Unanswered questions and future research

Whilst this review provides a summary of published studies reporting the performance of CVD risk models in South Asian populations, it also highlights the lack of evidence in this area. Given the increasing incidence of CVD and reliance on risk prediction tools for treatment decisions, there is the need for further research in this area. This includes both wider validation of existing risk models, such as ETHRISK which is another modified version of the Framingham risk model designed to take account of ethnicity (Brindle et al. 2006), and the development of new models incorporating ethnicity to reduce the intrinsic difficulties when applying a risk model developed in one ethnicity to a different ethnicity in a different location and point in time. This work will also need to address the difficulties involved in developing risk models for South Asians where the umbrella term ‘South Asian’ includes persons with different levels of acculturation, different migration patterns and different ethnic subgroups, both within and outside the Indian subcontinent.
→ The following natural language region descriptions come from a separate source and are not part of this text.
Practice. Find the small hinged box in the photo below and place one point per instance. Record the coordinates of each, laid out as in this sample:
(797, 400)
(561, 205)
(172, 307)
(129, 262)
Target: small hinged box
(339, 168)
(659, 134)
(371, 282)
In the past, this has been limited by the lack of studies including South Asian populations but with the development of large cohorts such as the Emerging Risk Factors Collaboration (Danesh et al. 2007; Thompson et al. 2010) and UK Biobank (Elliott and Peakman 2008; Kaptoge et al. 2012) and the increasing availability of electronic medical record databases, it should now be possible to validate existing models and develop new ones. Only once we have an accurate risk model for South Asian populations, will we be able to maximise the potential benefits of a calibrated CVD risk assessment and directed primary preventive strategies for this group who make up 1 in 5 of the ever-expanding world population.